Computer-assisted predictive modeling through machine learning and deep learning algorithms has been proposed to minimize the use of invasive preimplantation genetic testing for aneuploidy. The capability to predict morphologic characteristics of embryo ploidy status creates a meaningful support system for decision-making before further treatment.
Image processing is a component in developing a predictive model specialized in image classification through which a model is able to differentiate images based on unique features. Image processing is obtained through image augmentation to capture segmented embryos and perform feature extraction. Furthermore, multiple machine learning and deep learning algorithms were used to create prediction-based modeling, and all of the prediction models undergo similar model performance assessments to determine the best model prediction algorithm.

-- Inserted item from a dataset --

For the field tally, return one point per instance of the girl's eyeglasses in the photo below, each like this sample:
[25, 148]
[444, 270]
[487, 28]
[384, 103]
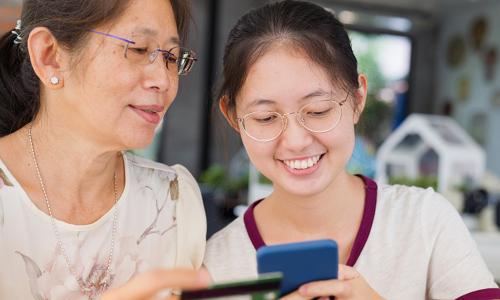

An efficient artificial intelligence model that can predict embryo ploidy status was developed using image processing through a histogram of oriented gradient and then followed by principal component analysis. The gradient boosting algorithm showed an advantage against other algorithms and yielded an accuracy of 0.74, an aneuploid precision of 0.83, and an aneuploid predictive value (recall) of 0.84.
This research study proved that machine-assisted technology perceives the embryo differently than human observation and determined that further research on in vitro fertilization is needed. The study finding serves as a basis for developing a better computer-assisted prediction model.
非整倍体植入前基因检测已被证明在确定胚胎的染色体或倍性状态方面是有效的。该检测需要在第3、5或6天对胚胎细胞进行活检,从中获取染色体的完整信息。非整倍体植入前基因检测的主要缺点包括其相对侵入性的方法以及缺乏关于非整倍体植入前基因检测长期影响的研究。
已提出通过机器学习和深度学习算法进行计算机辅助预测建模,以尽量减少侵入性非整倍体植入前基因检测的使用。预测胚胎倍性状态形态特征的能力为进一步治疗前的决策创造了一个有意义的支持系统。
图像处理是开发专门用于图像分类的预测模型的一个组成部分,通过该模型能够根据独特特征区分图像。图像处理通过图像增强来获取分割后的胚胎并进行特征提取。此外,使用多种机器学习和深度学习算法来创建基于预测的模型,并且所有预测模型都要经过类似的模型性能评估,以确定最佳的模型预测算法。
通过使用基于定向梯度直方图然后进行主成分分析的图像处理,开发了一种能够预测胚胎倍性状态的高效人工智能模型。梯度提升算法相对于其他算法显示出优势,准确率为0.74,非整倍体精度为0.83,非整倍体预测值(召回率)为0.84。
这项研究证明,机器辅助技术对胚胎的感知与人类观察不同,并确定需要对体外受精进行进一步研究。该研究结果为开发更好的计算机辅助预测模型奠定了基础。